Tre donne, Anna Incerti, Germana Favognano, e Giuliana Di Liberto, tengono alto il nome di Bagheria in Italia e fuori d'Italia.

Anna Incerti che conquista una medaglia nella maratona degli europei di Barcellona, Germana Favognano che si sta imponendo ogni giorno di più come una voce fresca e originale nel difficile mondo della letteratura siciliana prima con il romanzo Balarm e adesso con un volume di racconti, Giuliana Di Liberto che sfonda al Festival "Universalsong" delle Canarie.

E la bellissima notizia di ieri è che Paolo Pintacuda ha vinto il premio Solinas per la migliore sceneggiatura da film originale, premio che, al di là del fatto economico, è uno dei più prestigiosi in Italia, gli aprirà le porte di una trasposizione cinematografica del suo lavoro.
E dietro non c'è affatto il vuoto: c'è una generazione di trentenni e quarantenni che, costretti dalle circostanze ad emigrare, stanno illustrando il nome di Bagheria nei vari campi della cultura, del lavoro, delle scienze, della musica, delle professioni, delle lettere e delle arti.

Non facciamo nomi per non dimenticarne qualcuno.

Qualche considerazione che andrà sviluppata: dietro il successo di queste persone c'è solo il sacrificio e il merito, non c'è né la politica né le raccomandazioni.
Li conosciamo tutti, e sappiamo del senso di solitudine che hanno attraversato nel vedere i loro sforzi non adeguatamente apprezzati e valorizzati, da una comunità sorda o disattenta, pronta però, come si suol dire, a "correre in soccorso del vincitore".

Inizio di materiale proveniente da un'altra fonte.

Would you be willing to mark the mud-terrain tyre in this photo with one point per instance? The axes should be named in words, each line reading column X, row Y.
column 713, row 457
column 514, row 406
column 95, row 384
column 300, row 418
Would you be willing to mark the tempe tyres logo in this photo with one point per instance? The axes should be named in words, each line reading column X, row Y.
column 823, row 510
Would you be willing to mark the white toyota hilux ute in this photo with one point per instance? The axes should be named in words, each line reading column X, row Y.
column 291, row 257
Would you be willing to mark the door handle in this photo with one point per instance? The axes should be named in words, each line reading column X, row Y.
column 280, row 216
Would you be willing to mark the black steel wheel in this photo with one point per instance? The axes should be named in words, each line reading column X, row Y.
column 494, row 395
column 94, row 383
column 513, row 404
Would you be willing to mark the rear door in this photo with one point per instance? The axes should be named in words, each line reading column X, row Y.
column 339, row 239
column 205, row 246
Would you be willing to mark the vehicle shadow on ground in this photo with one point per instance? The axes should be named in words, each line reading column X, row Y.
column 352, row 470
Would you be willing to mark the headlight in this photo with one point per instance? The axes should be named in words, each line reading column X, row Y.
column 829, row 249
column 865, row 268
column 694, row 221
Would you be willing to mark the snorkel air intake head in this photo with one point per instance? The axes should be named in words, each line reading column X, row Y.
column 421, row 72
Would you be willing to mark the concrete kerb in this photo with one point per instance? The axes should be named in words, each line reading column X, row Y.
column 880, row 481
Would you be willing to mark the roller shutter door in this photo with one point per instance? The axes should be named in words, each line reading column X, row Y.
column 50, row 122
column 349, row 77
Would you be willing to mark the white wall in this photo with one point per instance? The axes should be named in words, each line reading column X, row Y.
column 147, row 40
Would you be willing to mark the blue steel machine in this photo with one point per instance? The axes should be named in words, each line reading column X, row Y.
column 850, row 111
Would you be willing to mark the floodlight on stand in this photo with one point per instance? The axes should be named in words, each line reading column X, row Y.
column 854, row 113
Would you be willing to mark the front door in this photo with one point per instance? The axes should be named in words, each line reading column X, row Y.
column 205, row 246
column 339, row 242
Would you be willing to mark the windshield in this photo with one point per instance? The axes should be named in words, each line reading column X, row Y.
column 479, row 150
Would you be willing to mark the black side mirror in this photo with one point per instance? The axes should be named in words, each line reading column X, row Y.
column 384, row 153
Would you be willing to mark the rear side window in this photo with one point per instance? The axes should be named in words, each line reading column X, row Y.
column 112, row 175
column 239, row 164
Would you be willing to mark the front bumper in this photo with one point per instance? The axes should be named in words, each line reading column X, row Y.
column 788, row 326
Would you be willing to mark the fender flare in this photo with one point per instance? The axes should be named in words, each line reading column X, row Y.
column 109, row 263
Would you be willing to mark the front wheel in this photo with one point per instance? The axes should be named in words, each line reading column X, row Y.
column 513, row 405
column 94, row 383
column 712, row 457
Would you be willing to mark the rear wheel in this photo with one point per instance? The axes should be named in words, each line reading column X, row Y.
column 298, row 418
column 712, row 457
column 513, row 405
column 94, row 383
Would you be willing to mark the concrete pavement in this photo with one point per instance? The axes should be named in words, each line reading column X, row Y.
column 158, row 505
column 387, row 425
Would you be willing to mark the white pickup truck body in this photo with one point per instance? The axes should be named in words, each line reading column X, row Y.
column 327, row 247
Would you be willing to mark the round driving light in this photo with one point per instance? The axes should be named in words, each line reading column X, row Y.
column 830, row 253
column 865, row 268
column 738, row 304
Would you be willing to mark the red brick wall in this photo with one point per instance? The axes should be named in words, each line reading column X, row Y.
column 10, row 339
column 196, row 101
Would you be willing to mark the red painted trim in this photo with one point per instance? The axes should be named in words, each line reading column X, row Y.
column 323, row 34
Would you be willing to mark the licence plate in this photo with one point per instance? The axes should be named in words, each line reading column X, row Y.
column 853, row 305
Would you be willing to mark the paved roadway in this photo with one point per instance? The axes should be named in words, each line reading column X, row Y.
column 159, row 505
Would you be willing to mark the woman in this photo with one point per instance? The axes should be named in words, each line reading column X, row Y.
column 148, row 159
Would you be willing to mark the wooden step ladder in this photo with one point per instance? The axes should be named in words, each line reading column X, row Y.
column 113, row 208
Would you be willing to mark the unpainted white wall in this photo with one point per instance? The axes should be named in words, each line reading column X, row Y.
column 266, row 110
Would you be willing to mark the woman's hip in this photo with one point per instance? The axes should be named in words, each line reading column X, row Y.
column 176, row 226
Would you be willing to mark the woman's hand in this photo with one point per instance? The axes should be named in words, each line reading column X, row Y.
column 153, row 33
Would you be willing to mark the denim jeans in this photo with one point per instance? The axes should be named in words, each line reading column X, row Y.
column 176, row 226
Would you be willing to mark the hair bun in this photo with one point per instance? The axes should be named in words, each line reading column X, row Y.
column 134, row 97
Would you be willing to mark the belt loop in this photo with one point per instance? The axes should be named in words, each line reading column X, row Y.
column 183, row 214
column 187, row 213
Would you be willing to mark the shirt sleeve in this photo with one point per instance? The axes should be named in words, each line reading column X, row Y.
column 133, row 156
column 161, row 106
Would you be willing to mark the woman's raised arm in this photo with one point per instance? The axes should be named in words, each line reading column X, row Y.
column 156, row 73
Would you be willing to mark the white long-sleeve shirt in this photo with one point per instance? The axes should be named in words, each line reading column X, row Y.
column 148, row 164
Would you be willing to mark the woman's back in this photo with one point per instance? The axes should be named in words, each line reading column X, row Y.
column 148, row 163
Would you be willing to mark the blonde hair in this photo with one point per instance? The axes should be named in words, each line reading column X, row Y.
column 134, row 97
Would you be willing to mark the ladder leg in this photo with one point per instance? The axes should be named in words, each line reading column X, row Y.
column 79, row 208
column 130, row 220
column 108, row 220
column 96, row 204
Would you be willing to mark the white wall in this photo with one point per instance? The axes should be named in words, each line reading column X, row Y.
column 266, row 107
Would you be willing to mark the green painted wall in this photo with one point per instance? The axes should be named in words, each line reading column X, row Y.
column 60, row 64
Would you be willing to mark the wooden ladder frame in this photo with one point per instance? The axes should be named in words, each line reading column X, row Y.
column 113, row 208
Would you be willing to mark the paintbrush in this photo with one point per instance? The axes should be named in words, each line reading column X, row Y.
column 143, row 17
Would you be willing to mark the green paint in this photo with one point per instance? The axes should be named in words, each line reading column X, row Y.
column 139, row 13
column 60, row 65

Nessuno di questi ha mai avuto incarichi e consulenze, né mai c'è da pensare ne avranno.
L'unica cosa che chiederebbero è che una città, intesa nelle sue molteplici articolazioni, troppo spesso disattenta quando vivono nell'anonimato, gli mettesse a disposizione strumenti e risorse per crescere.
Pensiamo ad Anna Incerti.
Da trenta anni a Bagheria e nel territorio, dalla Gargano a Zarcone, da Modica alla Incerti, abbiamo avuto grandi eccellenze nel mezzofondo di atletica.

Bene: ad oggi non esiste a Bagheria, anche se più volte promessa, una banalissima pista, non uno stadio, di atletica.
Quando debbono allenarsi su pista, da sempre gli atleti debbono andare a Palermo allo Stadio delle Palme , con grande dispendio di denaro, di energie e di tempo. Ma tant'è.

Adesso scopriremo e accoglieremo con "delegazione e picchetto", quei bagheresi che ci fanno onore e ci fanno inorgoglire quando li vediamo in tv, o di cui leggiamo i nomi o vediamo le foto sui giornali.
La speranza è che si capisca una buona volta, che i titoli da premiare debbono essere quelli legati alle capacità e al merito e non quelli legati alle fedeltà dei carrozzoni politici.
Ma sappiamo di parlare al vento.
Quanti voti porta Anna Incerti? È questa la domanda miserabile che si fanno i nostri eroi vecchi e nuovi della politica.